For the record, to find a particular field in a specific record
the utility would have to:

1. Read the header pages to get the ground rules and initial
pointer page of RDB$PAGES.
2. Process the table RDB$PAGES (see below) to find the
pointer page for RDB$RELATIONS (relation id is a known
constant).
3. Process the table RDB$RELATIONS to get the relation id of
the target table.
4. Go back to RDB$PAGES to get the pointer pages for the
target table.
5. Process RDB$PAGES to find the pointer pages for RDB$RELATION_FIELDS
and RDB$FIELDS (relation ids are constants).

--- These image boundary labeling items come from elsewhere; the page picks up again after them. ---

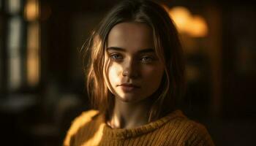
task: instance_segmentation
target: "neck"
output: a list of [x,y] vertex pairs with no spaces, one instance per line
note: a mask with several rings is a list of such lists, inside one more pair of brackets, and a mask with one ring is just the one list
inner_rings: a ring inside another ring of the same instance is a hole
[[148,123],[151,102],[124,102],[116,98],[115,107],[108,124],[113,128],[134,128]]

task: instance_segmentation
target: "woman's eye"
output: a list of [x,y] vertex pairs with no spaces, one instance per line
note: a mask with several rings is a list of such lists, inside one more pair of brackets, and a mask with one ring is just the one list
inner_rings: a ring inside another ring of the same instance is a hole
[[140,61],[143,64],[149,64],[149,63],[151,63],[153,61],[154,61],[154,58],[148,56],[144,56],[140,60]]
[[123,57],[120,54],[110,54],[110,58],[113,60],[121,60]]

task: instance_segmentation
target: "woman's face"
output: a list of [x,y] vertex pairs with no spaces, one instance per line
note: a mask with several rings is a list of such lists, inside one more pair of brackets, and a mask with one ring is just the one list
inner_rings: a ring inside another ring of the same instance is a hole
[[164,74],[151,28],[139,23],[118,23],[110,31],[107,43],[105,81],[116,98],[136,102],[151,96]]

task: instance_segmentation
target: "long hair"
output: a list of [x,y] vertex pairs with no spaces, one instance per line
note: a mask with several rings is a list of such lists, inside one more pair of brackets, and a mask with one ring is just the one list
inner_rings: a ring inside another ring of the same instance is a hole
[[175,109],[184,89],[184,64],[177,30],[167,12],[151,1],[127,0],[114,7],[100,22],[86,42],[85,56],[87,91],[93,108],[110,115],[113,110],[113,95],[104,81],[105,51],[111,28],[124,22],[138,22],[153,31],[156,54],[165,66],[157,97],[148,112],[148,121]]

6. Process RDB$RELATION_FIELDS and RDB$FIELDS to get the logical
structure of the target table.
7. Compute the states of interest transactions: start with the
the oldest interesting transaction on the header page, process
RDB$PAGES to find the transaction inventory pages (TIPs).
8. Starting with the first pointer page for the target table
search successive data pages.
9. For each data page scan record segments skipping deleted
record stubs, blobs, and non-leading record fragments to
find record headers.
10. For a candidate record header see if it's creating
transaction was commited. If not, follow the back version
pointer, remembering to expand the record to apply a delta
if necessary.
11. To expand a segment, it if first necessary to allocate
a buffer to hold the expanded record. To allocate the
buffer, you need to know the length. Get the format
version number from the header and process RDB$FORMATS
to find the record format (go back to RDB$PAGES to the
the pointer pages for RDB$FORMATS, etc.). Allocate the
the buffer. Expand the compressed segment into the the
buffer. If the record is fragmented, chase the tail
fragments, expanding each.
12. If we were following a back version, apply the compressed
delta to the expanded version of the previous version. If
the format versions changed (unlikely but possible), deal
with it.
13. Once the target record has been assembled, index into
the format to compute the descriptor for the target field.
14. If the target field is a blob, fetch the blob header. If
it is level 0, the data is there. Otherwise, chase down
and assemble the blob pages (no, blobs are not compressed).

Doable. But perhaps a little much for an editor.